Milk, in fact, is like crude oil. It goes into refineries and emerges in the form of products that are traded around the globe. The prices for these commodities can boom or crash because of political and economic storms on faraway continents.
Over the past few years, there have been storms a-plenty. Jerry Cessna, the milk expert at the USDA's Economic Research Service, ticks off some of them.
Two years ago, China was gobbling up milk powder, driving prices to all-time highs. Then the economy slowed, and Chinese buyers disappeared.
Russia used to buy a lot of European cheese. But after Western countries punished Russia with economic sanctions in 2014, it struck back with a ban on Western cheese. That left millions of pounds of dairy products looking for new buyers.
Meanwhile, the European Union decided to abolish a quota system that once regulated the amount of milk its dairy farmers could produce. The result was that farmers raced to produce more milk, especially in Ireland and the Netherlands, and the global glut of milk got even worse.
"It's a global phenomenon," Cessna says. All over the world, dairy farmers are suffering. Some are going out of business or asking governments to rescue them.
Last week, 60 members of Congress, mainly from big dairy states, asked the U.S. Department of Agriculture to step in. Their letter didn't say exactly what form that help should take; Drennan said that the USDA could buy more milk products to ease the oversupply and support prices.

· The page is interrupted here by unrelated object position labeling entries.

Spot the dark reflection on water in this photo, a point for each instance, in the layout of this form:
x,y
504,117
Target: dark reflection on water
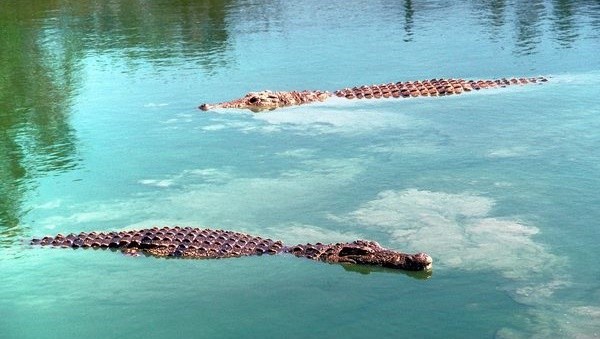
x,y
565,17
528,30
37,85
157,31
42,46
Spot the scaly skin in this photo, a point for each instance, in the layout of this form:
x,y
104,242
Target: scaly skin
x,y
268,100
197,243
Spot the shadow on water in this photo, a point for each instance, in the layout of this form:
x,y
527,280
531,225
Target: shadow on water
x,y
420,275
528,18
36,87
42,48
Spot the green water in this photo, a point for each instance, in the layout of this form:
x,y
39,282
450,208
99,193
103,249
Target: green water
x,y
99,130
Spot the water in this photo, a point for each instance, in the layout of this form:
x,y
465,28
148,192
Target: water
x,y
100,131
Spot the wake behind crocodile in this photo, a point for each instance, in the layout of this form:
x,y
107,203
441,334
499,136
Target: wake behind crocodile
x,y
269,100
199,243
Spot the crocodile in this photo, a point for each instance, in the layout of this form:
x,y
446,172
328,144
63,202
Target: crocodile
x,y
269,100
203,243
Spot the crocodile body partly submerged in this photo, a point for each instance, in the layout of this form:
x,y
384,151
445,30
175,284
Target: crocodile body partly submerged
x,y
198,243
269,100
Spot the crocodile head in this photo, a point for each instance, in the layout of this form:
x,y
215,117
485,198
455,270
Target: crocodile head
x,y
362,252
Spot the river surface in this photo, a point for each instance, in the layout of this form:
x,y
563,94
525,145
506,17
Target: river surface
x,y
99,130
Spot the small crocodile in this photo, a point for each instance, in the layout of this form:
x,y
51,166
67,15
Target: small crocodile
x,y
269,100
199,243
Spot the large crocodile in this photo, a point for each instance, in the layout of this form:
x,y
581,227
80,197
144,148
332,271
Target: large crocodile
x,y
269,100
198,243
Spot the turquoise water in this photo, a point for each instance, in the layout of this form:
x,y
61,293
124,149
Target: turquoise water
x,y
100,131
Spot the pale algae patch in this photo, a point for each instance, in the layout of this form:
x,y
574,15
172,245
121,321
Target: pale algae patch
x,y
457,229
223,198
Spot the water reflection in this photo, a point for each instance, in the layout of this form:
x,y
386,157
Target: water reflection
x,y
37,85
158,32
42,48
566,17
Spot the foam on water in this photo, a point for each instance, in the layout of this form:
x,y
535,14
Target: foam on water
x,y
458,230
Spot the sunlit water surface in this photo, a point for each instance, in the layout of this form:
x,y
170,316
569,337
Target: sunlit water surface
x,y
100,131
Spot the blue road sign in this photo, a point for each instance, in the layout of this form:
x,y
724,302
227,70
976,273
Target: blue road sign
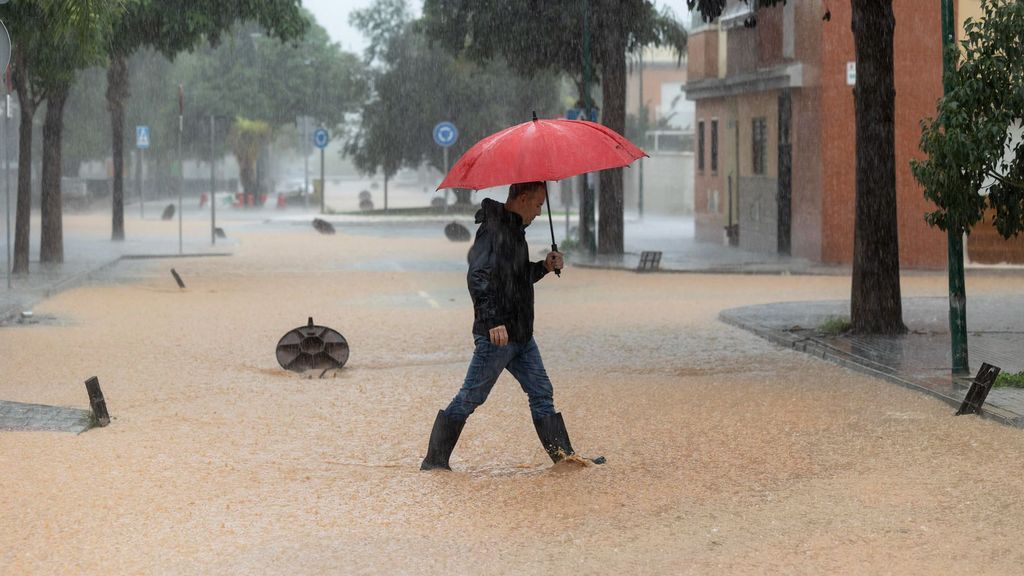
x,y
141,137
321,138
445,133
577,114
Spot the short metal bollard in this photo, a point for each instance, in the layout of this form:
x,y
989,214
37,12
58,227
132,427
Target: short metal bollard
x,y
980,386
649,261
177,279
96,401
323,227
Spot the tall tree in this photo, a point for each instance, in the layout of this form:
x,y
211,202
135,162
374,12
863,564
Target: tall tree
x,y
52,40
876,304
534,36
397,120
172,27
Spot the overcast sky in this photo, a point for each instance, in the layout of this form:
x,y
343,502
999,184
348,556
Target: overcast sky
x,y
333,15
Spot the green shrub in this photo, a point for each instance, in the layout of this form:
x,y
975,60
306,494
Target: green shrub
x,y
836,325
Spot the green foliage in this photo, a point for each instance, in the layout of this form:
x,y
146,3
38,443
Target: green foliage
x,y
1010,380
416,85
247,139
836,325
973,163
535,36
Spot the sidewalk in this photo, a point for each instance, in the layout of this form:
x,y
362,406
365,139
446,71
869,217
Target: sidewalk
x,y
920,360
89,252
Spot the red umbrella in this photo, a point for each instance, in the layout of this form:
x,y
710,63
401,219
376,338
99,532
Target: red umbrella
x,y
541,151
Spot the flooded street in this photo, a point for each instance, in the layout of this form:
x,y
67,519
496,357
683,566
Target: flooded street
x,y
725,454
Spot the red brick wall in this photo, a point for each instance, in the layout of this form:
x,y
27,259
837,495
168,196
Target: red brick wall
x,y
919,85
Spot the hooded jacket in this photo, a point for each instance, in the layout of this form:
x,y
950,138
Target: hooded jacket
x,y
501,277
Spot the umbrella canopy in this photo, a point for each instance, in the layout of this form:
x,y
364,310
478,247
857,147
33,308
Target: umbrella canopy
x,y
541,151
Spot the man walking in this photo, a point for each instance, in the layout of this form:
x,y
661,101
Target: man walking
x,y
501,282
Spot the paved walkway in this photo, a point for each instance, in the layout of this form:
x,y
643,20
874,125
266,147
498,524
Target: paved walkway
x,y
920,360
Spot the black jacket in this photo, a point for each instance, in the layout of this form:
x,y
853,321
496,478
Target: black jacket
x,y
501,277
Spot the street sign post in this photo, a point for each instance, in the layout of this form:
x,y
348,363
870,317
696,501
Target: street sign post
x,y
5,59
445,134
142,144
321,139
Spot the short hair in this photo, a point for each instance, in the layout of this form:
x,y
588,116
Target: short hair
x,y
520,189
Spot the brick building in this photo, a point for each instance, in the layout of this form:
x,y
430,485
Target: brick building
x,y
775,151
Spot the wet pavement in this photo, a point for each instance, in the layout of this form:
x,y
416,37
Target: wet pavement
x,y
726,454
921,359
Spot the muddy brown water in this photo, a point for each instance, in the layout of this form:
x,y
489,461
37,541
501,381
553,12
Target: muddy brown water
x,y
725,454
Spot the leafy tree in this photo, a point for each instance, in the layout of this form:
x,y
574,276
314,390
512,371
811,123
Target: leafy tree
x,y
52,39
172,27
876,304
247,139
416,85
973,162
258,78
534,36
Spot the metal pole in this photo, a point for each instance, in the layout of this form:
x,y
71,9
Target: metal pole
x,y
138,181
305,162
6,177
181,166
588,195
643,135
954,233
213,184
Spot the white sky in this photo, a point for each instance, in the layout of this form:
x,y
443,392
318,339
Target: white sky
x,y
333,15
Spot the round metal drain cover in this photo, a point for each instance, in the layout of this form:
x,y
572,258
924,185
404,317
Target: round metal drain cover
x,y
312,347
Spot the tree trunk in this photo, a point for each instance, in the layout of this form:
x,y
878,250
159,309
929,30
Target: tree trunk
x,y
117,94
51,237
876,305
609,228
23,222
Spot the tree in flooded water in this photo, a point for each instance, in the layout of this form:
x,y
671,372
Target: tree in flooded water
x,y
416,85
172,27
534,36
876,304
975,163
51,41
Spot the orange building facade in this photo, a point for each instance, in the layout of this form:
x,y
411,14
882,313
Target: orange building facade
x,y
775,158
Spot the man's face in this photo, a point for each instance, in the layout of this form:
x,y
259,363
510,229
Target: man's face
x,y
530,203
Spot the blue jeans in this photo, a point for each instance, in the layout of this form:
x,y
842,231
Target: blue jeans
x,y
522,360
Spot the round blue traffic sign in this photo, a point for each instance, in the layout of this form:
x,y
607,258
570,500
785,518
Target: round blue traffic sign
x,y
445,133
321,137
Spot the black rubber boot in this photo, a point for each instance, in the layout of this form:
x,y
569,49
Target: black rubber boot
x,y
551,430
442,438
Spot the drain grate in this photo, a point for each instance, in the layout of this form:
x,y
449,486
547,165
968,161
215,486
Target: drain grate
x,y
312,347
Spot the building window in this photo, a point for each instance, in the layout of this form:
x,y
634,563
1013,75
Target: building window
x,y
714,146
700,146
760,139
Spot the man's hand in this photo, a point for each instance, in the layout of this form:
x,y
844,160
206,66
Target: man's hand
x,y
499,335
553,261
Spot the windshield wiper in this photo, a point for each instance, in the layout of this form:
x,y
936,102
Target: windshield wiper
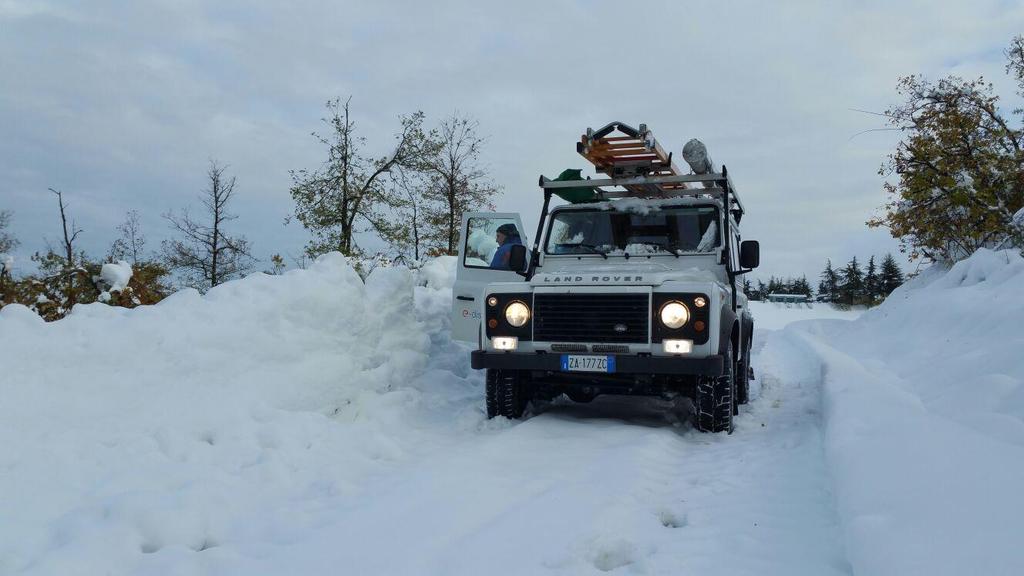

The crisis doesn't affect all milk producers in the same way, however. Some may give up, but that leaves the survivors in a stronger position when prices recover. Historically, this process has driven the consolidation of farming into fewer and ever-larger operations.
Jed Stockton, a spokesman for one of the largest dairy operations in the country, Fair Oaks Farms of Indiana, wrote in an email to The Salt that "we have changed very little" as a result of low milk prices. "We are low-cost producers and by continuing our efficiencies we are able to weather the storm."
Dairy farmers do have the option of enrolling in a new, government-backed program that acts as an insurance policy against losses. Farmers pay premiums to participate, and they can get payouts either when milk prices fall or feed costs rise. This week, the USDA announced payments of $11.2 million to dairy farmers.
According to Cessna, there are signs that the crisis may be easing. New Zealand, the world's biggest exporter of milk products, has cut its production. And just in the past few weeks, the milk price did move up slightly.